Securex zelf geeft aan dat deze opleiding het volledige plaatje van HRM beslaat en alle voor een correct HRM noodzakelijke thema’s behandelt. In de programmapunten worden dan ook duidelijke verwijzingen gevonden naar personeelsbezetting, training en evaluatie. In specifieke vervolgopleidingen kan naderhand ook gekozen worden om te focussen op bijvoorbeeld verloning en de wettelijke verplichtingen die daarbij komen kijken of op organisatorische veranderingen en de gevolgen van ontslagen in een kleinere organisatie.

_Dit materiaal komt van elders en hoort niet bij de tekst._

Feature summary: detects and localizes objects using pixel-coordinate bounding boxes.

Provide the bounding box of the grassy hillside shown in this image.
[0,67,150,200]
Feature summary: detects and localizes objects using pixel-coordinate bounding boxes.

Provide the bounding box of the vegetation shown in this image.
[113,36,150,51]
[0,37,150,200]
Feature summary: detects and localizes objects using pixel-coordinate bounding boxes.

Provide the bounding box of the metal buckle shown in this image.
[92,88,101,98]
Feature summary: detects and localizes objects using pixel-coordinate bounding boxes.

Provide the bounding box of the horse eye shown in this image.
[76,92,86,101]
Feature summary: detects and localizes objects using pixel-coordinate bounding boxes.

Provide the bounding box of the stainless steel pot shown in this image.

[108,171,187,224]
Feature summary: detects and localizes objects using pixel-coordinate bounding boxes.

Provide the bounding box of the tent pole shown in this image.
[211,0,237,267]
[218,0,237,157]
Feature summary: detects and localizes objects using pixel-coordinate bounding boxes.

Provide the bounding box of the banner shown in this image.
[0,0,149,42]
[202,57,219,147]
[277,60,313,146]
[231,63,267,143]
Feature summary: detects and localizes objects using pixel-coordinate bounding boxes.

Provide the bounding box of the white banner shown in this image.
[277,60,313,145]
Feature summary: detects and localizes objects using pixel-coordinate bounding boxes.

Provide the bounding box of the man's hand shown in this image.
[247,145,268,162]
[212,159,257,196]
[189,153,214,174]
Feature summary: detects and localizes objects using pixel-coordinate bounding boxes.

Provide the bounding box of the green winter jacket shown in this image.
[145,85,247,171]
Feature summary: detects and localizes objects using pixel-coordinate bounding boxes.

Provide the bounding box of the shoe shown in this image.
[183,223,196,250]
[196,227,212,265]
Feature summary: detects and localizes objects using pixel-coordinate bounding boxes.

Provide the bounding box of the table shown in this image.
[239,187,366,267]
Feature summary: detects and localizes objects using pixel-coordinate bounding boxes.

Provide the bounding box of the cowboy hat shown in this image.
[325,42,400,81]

Bovenstaande bespreking is gebaseerd op informatie verkregen via https://www.securex.be/nl/opleidingen/hr-for-starters/personeelsbeheer.

4.1.3. UNIZO

Het laatste begeleidingsinitiatief dat onder de categorie “Opleidingen” valt, is het aanbod van UNIZO. UNIZO staat voor Unie van Zelfstandige Ondernemers en is een Belgische vereniging die de belangen van ondernemers, kleine en middelgrote ondernemingen, zelfstandigen en vrije beroepen verdedigt. Hun aanbod aan begeleidingsinitiatieven omvat veel meer dan enkel opleidingen. Hieronder worden de voor deze masterproef relevante, door UNIZO aangeboden begeleidingsinitiatieven besproken: de ondernemersacademie, de kmo adviesbox en het algemeen & persoonlijk advies.

(26)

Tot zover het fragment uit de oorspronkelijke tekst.